Wednesday, 27 June 2012

Be Wary of IPOs. It's Probably Overpriced.

Do you think you can make lots of money by getting in on the ground floor of the initial public offering (IPO) of a company just coming to market?

My advice is:
  • that you should not buy IPOs at their initial offering price and 
  • that you should never buy an IPO just after it begins trading at prices that are generally higher than the IPO price.  
Historically IPOs have been a bad deal.  In measuring all IPOs five years after their initial issuance, researchers have found that IPOs underperform the total stock market by about four percentage points per year.  
  • The poor performance starts about six months after the issue is sold.  
  • Six months is generally set as the "lock up" period, where insiders are prohibited from selling stock to the public.  
  • Once that constraint is lifted, the price of the stock often tanks.
The investment results are even poorer for individual investors.  You will never be allowed to buy the really good IPOs at the initial offering price.  The hot IPOs are snapped up by the big institutional investors or the very best wealthy clients of the underwriting firm. 
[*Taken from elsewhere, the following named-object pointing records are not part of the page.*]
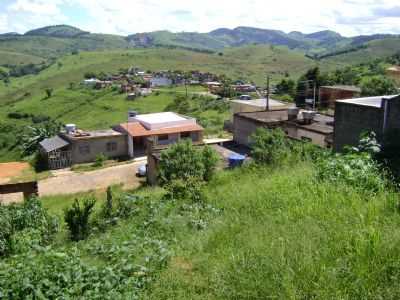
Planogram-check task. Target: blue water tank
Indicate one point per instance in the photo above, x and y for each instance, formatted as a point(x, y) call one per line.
point(236, 160)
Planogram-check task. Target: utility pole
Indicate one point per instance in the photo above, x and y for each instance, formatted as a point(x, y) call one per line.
point(315, 94)
point(268, 79)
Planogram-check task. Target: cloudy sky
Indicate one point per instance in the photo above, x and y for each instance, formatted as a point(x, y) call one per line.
point(349, 17)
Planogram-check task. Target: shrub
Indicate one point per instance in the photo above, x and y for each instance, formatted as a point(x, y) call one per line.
point(49, 92)
point(357, 167)
point(210, 160)
point(191, 188)
point(100, 160)
point(26, 225)
point(183, 170)
point(180, 161)
point(77, 219)
point(269, 146)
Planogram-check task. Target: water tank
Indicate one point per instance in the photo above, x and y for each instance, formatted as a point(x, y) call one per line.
point(70, 128)
point(236, 160)
point(132, 114)
point(292, 113)
point(308, 116)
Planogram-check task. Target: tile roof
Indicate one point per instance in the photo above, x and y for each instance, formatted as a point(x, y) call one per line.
point(136, 129)
point(53, 143)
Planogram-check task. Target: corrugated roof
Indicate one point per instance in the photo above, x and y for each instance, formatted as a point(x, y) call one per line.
point(137, 130)
point(53, 143)
point(369, 101)
point(350, 88)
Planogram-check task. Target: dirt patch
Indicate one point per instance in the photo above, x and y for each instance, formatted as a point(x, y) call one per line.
point(9, 170)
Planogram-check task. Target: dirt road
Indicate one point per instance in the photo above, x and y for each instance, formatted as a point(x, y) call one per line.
point(68, 182)
point(9, 170)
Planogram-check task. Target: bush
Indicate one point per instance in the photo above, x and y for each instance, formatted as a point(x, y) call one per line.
point(210, 160)
point(100, 160)
point(24, 226)
point(77, 219)
point(377, 85)
point(180, 161)
point(184, 169)
point(269, 146)
point(356, 168)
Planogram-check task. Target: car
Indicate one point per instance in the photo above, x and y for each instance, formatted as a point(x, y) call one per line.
point(142, 171)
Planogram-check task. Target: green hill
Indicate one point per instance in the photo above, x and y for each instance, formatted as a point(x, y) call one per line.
point(62, 31)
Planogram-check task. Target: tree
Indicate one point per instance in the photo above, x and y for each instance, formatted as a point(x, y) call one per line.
point(286, 86)
point(49, 92)
point(35, 134)
point(377, 86)
point(77, 219)
point(181, 161)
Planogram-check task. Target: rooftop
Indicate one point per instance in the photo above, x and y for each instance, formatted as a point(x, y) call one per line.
point(136, 129)
point(162, 120)
point(321, 123)
point(53, 143)
point(81, 134)
point(261, 102)
point(350, 88)
point(368, 101)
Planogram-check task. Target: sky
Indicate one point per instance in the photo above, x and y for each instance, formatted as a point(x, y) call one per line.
point(348, 17)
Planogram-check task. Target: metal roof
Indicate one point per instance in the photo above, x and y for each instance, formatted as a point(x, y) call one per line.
point(369, 101)
point(53, 143)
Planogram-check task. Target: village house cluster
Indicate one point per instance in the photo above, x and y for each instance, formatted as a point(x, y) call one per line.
point(144, 135)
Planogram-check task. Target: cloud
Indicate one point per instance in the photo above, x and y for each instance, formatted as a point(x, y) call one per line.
point(393, 12)
point(349, 17)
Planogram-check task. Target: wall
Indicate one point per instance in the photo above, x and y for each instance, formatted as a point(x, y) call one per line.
point(352, 120)
point(393, 114)
point(97, 146)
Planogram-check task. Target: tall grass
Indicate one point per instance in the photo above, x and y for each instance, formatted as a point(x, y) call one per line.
point(283, 235)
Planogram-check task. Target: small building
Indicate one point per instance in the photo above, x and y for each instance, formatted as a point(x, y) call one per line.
point(244, 97)
point(244, 88)
point(77, 146)
point(299, 125)
point(160, 81)
point(158, 129)
point(238, 106)
point(355, 116)
point(214, 87)
point(329, 94)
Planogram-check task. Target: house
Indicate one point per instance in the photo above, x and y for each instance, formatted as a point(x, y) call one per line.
point(244, 88)
point(158, 129)
point(214, 87)
point(255, 105)
point(299, 125)
point(158, 81)
point(354, 116)
point(329, 94)
point(74, 146)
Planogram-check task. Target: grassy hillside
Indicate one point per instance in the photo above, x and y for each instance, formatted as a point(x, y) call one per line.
point(263, 234)
point(375, 49)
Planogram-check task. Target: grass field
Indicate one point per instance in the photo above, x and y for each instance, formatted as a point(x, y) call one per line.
point(272, 234)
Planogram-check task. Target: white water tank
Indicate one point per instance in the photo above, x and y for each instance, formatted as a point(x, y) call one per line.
point(70, 128)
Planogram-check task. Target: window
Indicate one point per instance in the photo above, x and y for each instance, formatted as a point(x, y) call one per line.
point(84, 150)
point(185, 135)
point(163, 138)
point(111, 146)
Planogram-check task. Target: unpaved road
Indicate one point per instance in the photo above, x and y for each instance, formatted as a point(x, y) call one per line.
point(9, 170)
point(68, 182)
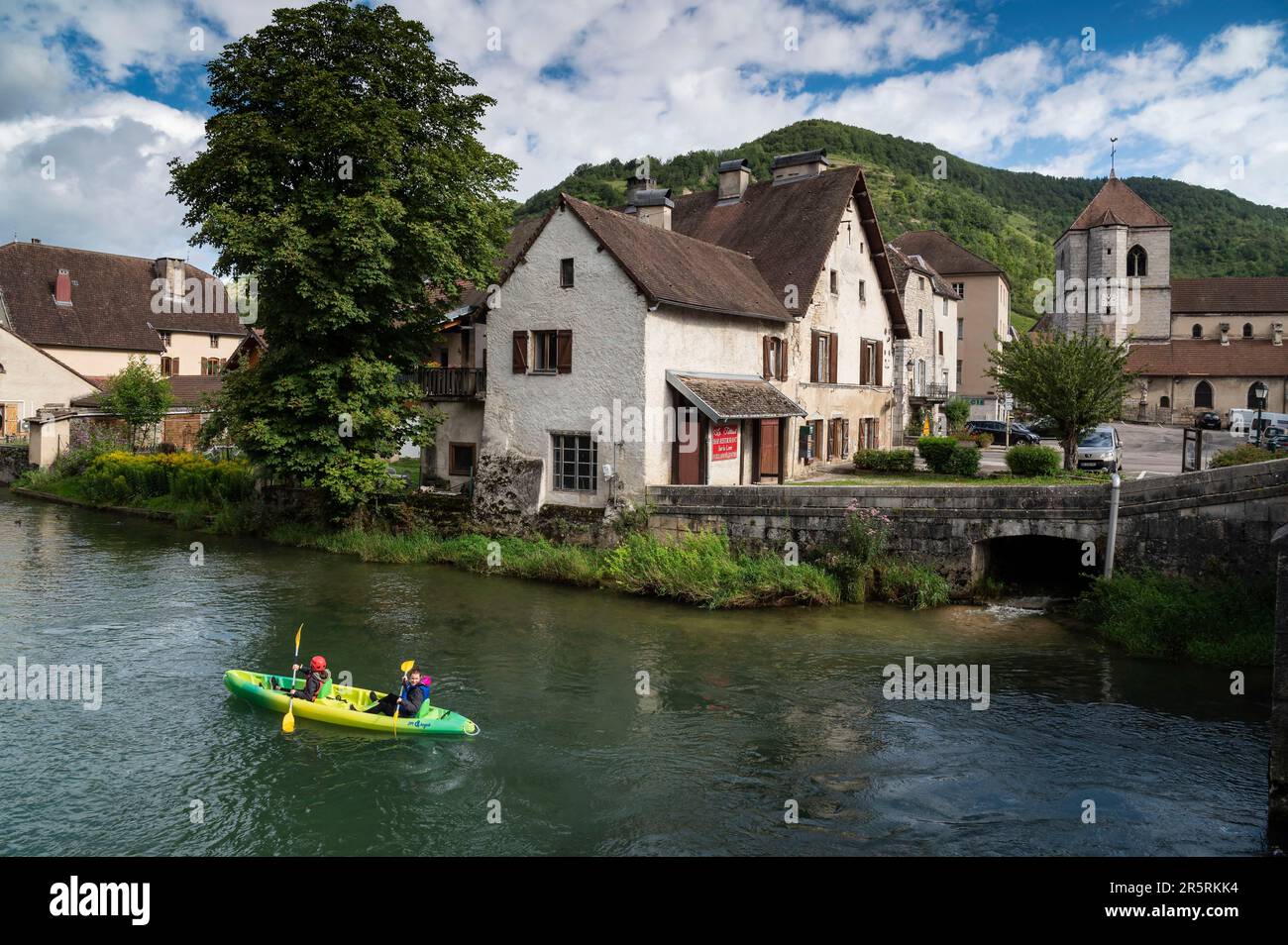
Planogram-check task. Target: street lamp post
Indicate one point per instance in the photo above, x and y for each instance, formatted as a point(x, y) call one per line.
point(1261, 391)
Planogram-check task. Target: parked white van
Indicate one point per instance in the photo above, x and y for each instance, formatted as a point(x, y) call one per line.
point(1241, 421)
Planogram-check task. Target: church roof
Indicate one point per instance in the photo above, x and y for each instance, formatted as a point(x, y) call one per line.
point(1117, 205)
point(1229, 296)
point(1210, 358)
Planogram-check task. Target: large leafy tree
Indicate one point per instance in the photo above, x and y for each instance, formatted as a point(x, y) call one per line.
point(1077, 381)
point(343, 172)
point(140, 395)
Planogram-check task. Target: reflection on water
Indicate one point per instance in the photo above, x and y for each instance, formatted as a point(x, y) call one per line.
point(743, 713)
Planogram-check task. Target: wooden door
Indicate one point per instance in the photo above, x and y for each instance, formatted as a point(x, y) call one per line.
point(769, 460)
point(688, 448)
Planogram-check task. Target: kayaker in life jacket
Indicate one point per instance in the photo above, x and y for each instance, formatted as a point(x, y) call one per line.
point(313, 679)
point(413, 694)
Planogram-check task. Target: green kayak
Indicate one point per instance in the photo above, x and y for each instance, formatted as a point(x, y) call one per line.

If your broker calls to say that IPO shares will be available for you, you can bet that the new issue is a dog. 
  • Only if the brokerage firm is unable to sell the shares to the big institutions and the best individual clients will you be offered a chance to buy at the initial offering price.  
  • Hence, it will systematically turn out that you will be buying only the poorest of the new issues.  
  • There is no strategy I am aware of likely to lose you more money, except perhaps the horse races or the gaming tables of Las Vegas.